URL: https://github.com/kaldi-asr/kaldi

Official documentation:  Kaldi Documentation | HIPSTAS Kaldi instance

Basic information

Open source or proprietary

Open source

Cost

Free

Input

16kHz wav; but this containerized version contains a bash script that converts MP3, MP4, WAV, and MOV files to the appropriate spec before sending to Kaldi scripts.

Output

- JSON and txt file
- word-timestamped JSON (see https://americanarchivepb.wordpress.com/2018/06/13/aapb-transcription-workflow-part-1/ for an example)

Speaker diarization/identification

No

Languages Supported

English

Other features


Custom vocabulary

No

Programming languages

Written in C++, bindings for Python and BASH

Other tech notes

This version is containerized.

Privacy/Access

Will inherit whatever security protocols IU requires in IT systems.

Evaluation

Input formats

16kHz WAV audio file

Output formats

The WGBH fork outputs JSON with word-level timestamps and confidence as well as plain text

Accuracy

46% average accuracy (or 64% WER) across our samples

Processing time

4x-real-time

Computing resources required

Each container requires at least 1 CPU an 6GB of memory.

Growth rate

N/A

Social impact

Uses open source tool.

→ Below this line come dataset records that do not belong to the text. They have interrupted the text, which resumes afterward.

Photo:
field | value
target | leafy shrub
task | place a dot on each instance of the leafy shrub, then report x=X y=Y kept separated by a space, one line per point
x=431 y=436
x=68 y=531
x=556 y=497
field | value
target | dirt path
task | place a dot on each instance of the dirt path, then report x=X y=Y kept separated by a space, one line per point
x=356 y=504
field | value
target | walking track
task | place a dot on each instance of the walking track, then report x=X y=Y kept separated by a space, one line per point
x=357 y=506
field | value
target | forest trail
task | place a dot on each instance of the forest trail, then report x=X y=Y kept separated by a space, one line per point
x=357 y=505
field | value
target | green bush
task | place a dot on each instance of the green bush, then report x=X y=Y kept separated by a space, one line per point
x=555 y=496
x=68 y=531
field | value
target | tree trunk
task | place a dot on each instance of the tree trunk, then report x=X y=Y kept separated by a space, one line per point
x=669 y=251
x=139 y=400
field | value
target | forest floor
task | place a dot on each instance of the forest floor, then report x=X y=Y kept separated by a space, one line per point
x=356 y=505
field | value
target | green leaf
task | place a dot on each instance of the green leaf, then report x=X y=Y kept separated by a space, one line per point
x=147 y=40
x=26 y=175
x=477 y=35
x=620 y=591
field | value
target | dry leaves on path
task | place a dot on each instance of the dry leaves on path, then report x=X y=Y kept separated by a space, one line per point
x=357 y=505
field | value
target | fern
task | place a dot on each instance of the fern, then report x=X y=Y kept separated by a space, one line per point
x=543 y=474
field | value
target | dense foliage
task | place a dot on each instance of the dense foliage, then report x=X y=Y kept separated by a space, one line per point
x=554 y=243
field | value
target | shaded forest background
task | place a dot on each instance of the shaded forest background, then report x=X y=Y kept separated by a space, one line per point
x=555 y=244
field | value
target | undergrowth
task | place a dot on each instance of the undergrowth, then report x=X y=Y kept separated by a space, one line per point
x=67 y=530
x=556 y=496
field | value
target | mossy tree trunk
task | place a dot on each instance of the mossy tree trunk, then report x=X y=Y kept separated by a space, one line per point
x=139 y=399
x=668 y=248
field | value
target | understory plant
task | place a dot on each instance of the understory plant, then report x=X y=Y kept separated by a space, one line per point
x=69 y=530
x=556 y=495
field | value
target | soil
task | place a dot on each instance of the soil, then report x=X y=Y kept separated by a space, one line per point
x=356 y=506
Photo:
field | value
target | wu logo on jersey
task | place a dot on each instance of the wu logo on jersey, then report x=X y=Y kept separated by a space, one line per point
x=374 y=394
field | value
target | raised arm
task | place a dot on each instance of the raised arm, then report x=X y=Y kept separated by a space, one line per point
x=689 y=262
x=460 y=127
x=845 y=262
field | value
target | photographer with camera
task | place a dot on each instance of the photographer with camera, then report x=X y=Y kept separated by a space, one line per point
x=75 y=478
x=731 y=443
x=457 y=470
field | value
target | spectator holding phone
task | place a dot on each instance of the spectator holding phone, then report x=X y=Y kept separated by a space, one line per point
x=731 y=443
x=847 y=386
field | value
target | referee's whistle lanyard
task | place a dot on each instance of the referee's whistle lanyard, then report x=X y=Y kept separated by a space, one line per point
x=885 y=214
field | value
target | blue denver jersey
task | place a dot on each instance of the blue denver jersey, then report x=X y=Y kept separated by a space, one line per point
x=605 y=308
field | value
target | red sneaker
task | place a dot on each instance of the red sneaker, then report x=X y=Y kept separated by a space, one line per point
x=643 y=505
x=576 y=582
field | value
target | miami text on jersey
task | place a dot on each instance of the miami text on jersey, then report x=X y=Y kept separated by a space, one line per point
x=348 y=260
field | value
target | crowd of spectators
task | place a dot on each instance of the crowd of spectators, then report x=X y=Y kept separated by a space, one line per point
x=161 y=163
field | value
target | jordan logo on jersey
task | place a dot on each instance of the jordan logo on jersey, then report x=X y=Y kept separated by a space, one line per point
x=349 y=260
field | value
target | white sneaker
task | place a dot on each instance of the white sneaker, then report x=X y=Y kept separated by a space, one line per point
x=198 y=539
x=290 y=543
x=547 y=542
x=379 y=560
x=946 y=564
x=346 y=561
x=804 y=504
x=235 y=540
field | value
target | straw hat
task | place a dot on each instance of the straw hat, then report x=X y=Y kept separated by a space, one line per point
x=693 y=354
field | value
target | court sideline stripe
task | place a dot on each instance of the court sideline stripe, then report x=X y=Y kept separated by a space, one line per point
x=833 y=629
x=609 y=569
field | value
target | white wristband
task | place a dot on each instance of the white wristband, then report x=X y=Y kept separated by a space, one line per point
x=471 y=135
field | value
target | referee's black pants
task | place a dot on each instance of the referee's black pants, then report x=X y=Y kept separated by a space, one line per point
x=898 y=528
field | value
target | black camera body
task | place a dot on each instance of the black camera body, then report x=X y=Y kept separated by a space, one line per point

If AMP contributes to code this will contribute to the community. Kaldi can be trained, so there is more control over the output, but training a model is difficult and time consuming. The same level of care would need to be taken for Kaldi as for commercial services to ensure that the risks of unintended consequences are mitigated.

Cost

Cost is related to cost of IU servers and the average throughput by users.

Support

Open source community. Support is only via goodwill from the community. Kaldi has an active community forum.

Integration capabilities

N/A

Training

A requirement for successful training of Kaldi would be one or more expert speech recognition researchers to manage model development and training for all unique recording scenarios (e.g, clear english with one speaker and no background noise and one specific type of accent; clear english with two speakers and no background noise and noticeable southern accent, etc.) — additionally the type of content will require different models (e.g., english read out of the WSJ, poetry, weather news; sports news, theater, etc.).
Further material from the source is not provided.